DefectDojo
Components without vulnerabilities are not imported from SBOM or scan results
Bug description After I import trivy dependency scan with all pkgs, in Dojo Components tab I can see only packages that have at least 1 vulnerability (with Info severity or higher).
To my mind it may be useful to have all packages and their version in the vulnerability management tool to fastly mitigate new vulns. (E.g in case of zero day vulnerability in some package, that previously does not have knows vulns)

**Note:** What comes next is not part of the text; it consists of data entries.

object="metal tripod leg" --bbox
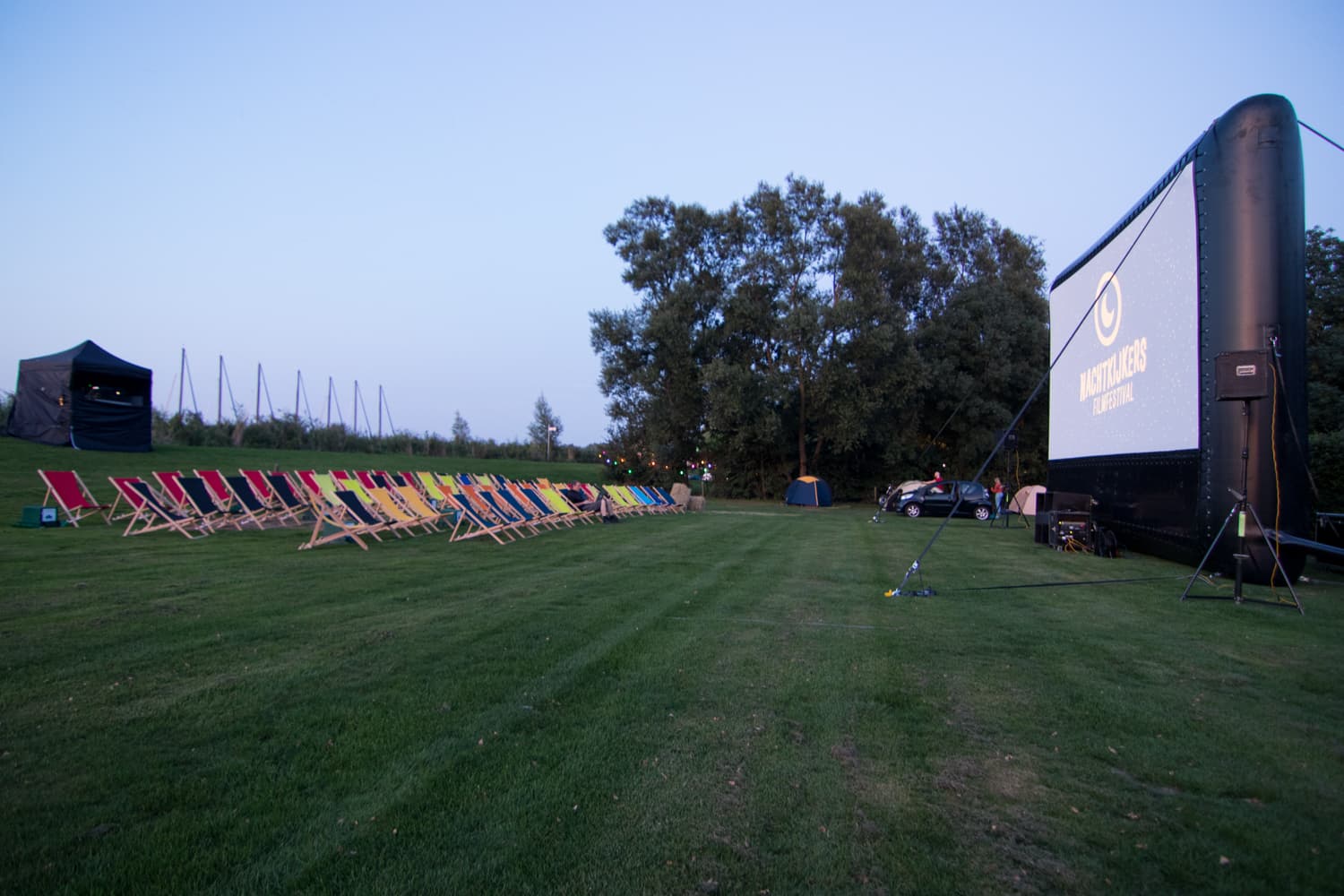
[1180,503,1242,600]
[1246,501,1306,616]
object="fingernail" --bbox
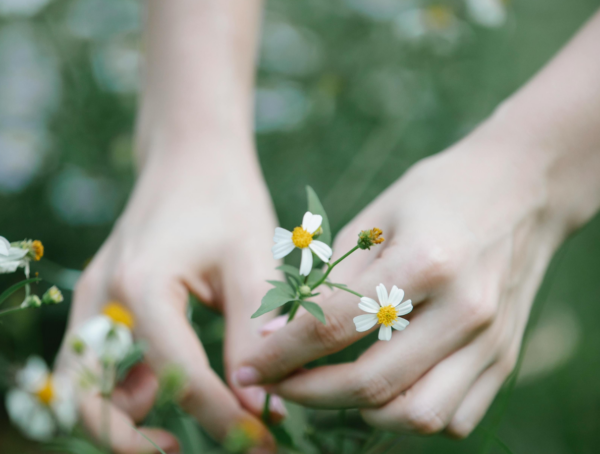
[270,396,287,417]
[258,315,287,336]
[231,366,260,387]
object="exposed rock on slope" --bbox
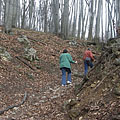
[65,38,120,120]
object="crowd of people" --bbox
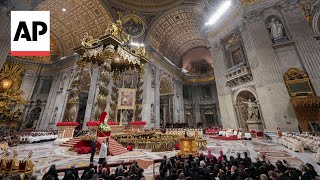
[0,131,58,146]
[0,150,35,179]
[157,151,317,180]
[42,160,145,180]
[0,131,20,146]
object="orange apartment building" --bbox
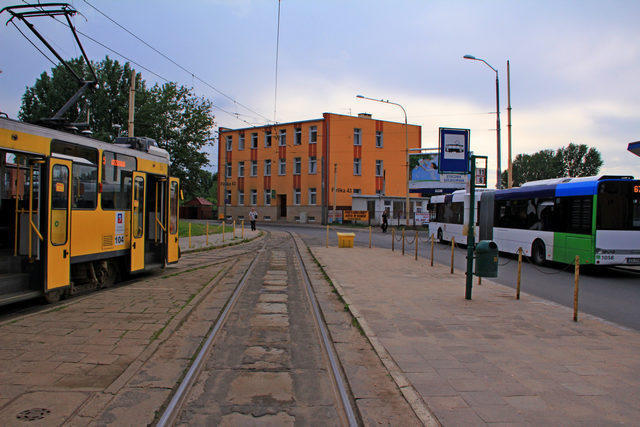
[218,113,421,223]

I suppose this behaviour may be caused by obligatory field Minimum severity*
To reproduce this behaviour create trivy report for some test application and import results into dojo.
trivy fs ./dvja-master -f json --list-all-pkgs -o ./dvja-list-all.json
Deployment method (select with an X)
- [X] Docker Compose
- [ ] Kubernetes
- [ ] GoDojo
DefectDojo doesn't store components. The component information (name and version) are fields of the finding. This is the reason, why DefectDojo can only report components with findings.
@StefanFl we can create Info severity finding for detected components then. It will bring us a new feature (dependency-tracking) with only modification of the scan results parser. As @damiencarol mentioned in Slack: "People can filter 'info' Finding if they don't want these data."
It should be useful for those who want just collect and store at one place info about their dependencies, but such simple way would be enough for them, instead of supporting and usage of dependency-track solution.